La formation (violon, clarinette, violoncelle et piano), résulte des conditions particulières propres au camp de détention où se trouvait le compositeur en 1940. Infirmier fait prisonnier à Görlitz en Silésie (région aujourd’hui à cheval entre la Pologne, la république tchèque et l’Allemagne), il était jugé suffisamment inoffensif pour que les allemands le laissent travailler et composer. Les conditions difficiles de vie au camp lui provoquèrent les hallucinations colorées qu’il parvint à traduire musicalement.

 

 

 

 

 

II – VOCALISE POUR L’ANGE QUI ANNONCE LA FIN DU TEMPS      Tous les instruments, 2e mouvement

 

«La 1ère et la 3ème partie (très courtes) évoquent la puissance de cet ange fort, coiffé d’un arc en ciel et revêtu de nuée, qui pose un pied sur la mer et un pied sur la terre. Le « milieu », ce sont les harmonies impalpables du ciel. Au piano, cascades douces d’accords bleu-orange, entourant de leur carillon lointain la mélopée quasi plain-chantesque des violon et violoncelle»  Messiaen, préface du quatuor.

 

 

     Ce mouvement est de forme tripartite.    (A1, B, A2)

 

a)  Parties A (mes 1 à 18)

 

          * Les parties A1 et A2  sont violentes et emportées, elles suggèrent la puissance de l’ange qui annonce la fin du temps.    

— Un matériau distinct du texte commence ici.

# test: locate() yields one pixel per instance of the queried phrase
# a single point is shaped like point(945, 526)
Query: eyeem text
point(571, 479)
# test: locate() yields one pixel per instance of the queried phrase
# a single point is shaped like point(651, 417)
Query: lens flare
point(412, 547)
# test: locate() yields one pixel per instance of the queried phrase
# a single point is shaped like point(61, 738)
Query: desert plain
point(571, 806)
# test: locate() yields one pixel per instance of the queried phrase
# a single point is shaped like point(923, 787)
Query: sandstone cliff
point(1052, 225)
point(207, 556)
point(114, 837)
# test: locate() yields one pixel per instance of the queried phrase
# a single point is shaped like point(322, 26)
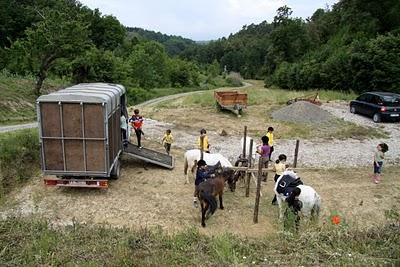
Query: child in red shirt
point(137, 122)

* Messiaen utilise un registre très étendu, de l’extrême grave du piano à l’aigu du violon

          * Les accords graves du piano dans A1 impliquent une forte résonance de l’instrument évoquant la nuée de l’ange.

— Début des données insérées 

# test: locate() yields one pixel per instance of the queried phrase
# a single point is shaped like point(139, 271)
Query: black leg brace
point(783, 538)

* Bien noter le motif de clarinette au début (mes 2) que l’on retrouvera dans L’abîme des oiseaux et dans l’Intermède

* La 2e partie A2 est plus courte que la première, elle reprend la dernière partie de A1 en inversant la direction des motifs: le violon, le violoncelle et la clarinette font un motif descendant page dans A2, alors qu’il était ascendant dans A1 page 8

 

 

 

b)  Partie B  (mes 19 à 48)

 

 

* Cette partie fait entendre la vocalise annoncée dans le titre. Elle est extrêmement calme de part sa nuance pianissimo mais aussi par la régularité des accords du piano. C’est la première fois qu’on entend une pulsation régulière dans ce quatuor depuis le début

 

* La «mélopée plain-chantesque» annoncée dans la préface est une référence au chant grégorien. La  souplesse rythmique et mélodique d’un chant grégorien stylisé est rendue au violon et violoncelle. Les neumes du chant grégorien conduisent Messiaen à une notation non mesurée où les notions de temps et de mesure sont remplacées par des sentiments de valeurs longues ou brèves. Messiaen veut supprimer ce qui mesure le temps, s’affranchir de la barre de mesure pour le remplacer par «le sentiment d’une valeur brève (la double croche par exemple) et de ses multiplications libres (…)». Pour cela, il utilise le chant grégorien qui est une musique amesurée par excellence.

 

* Les «harmonies impalpables» et les «cascades d’accords bleu-orange» sont évoquées par l’harmonie. Les accords 5, 6, 7 et 8 du piano de la mesure 19 sont formés de quartes.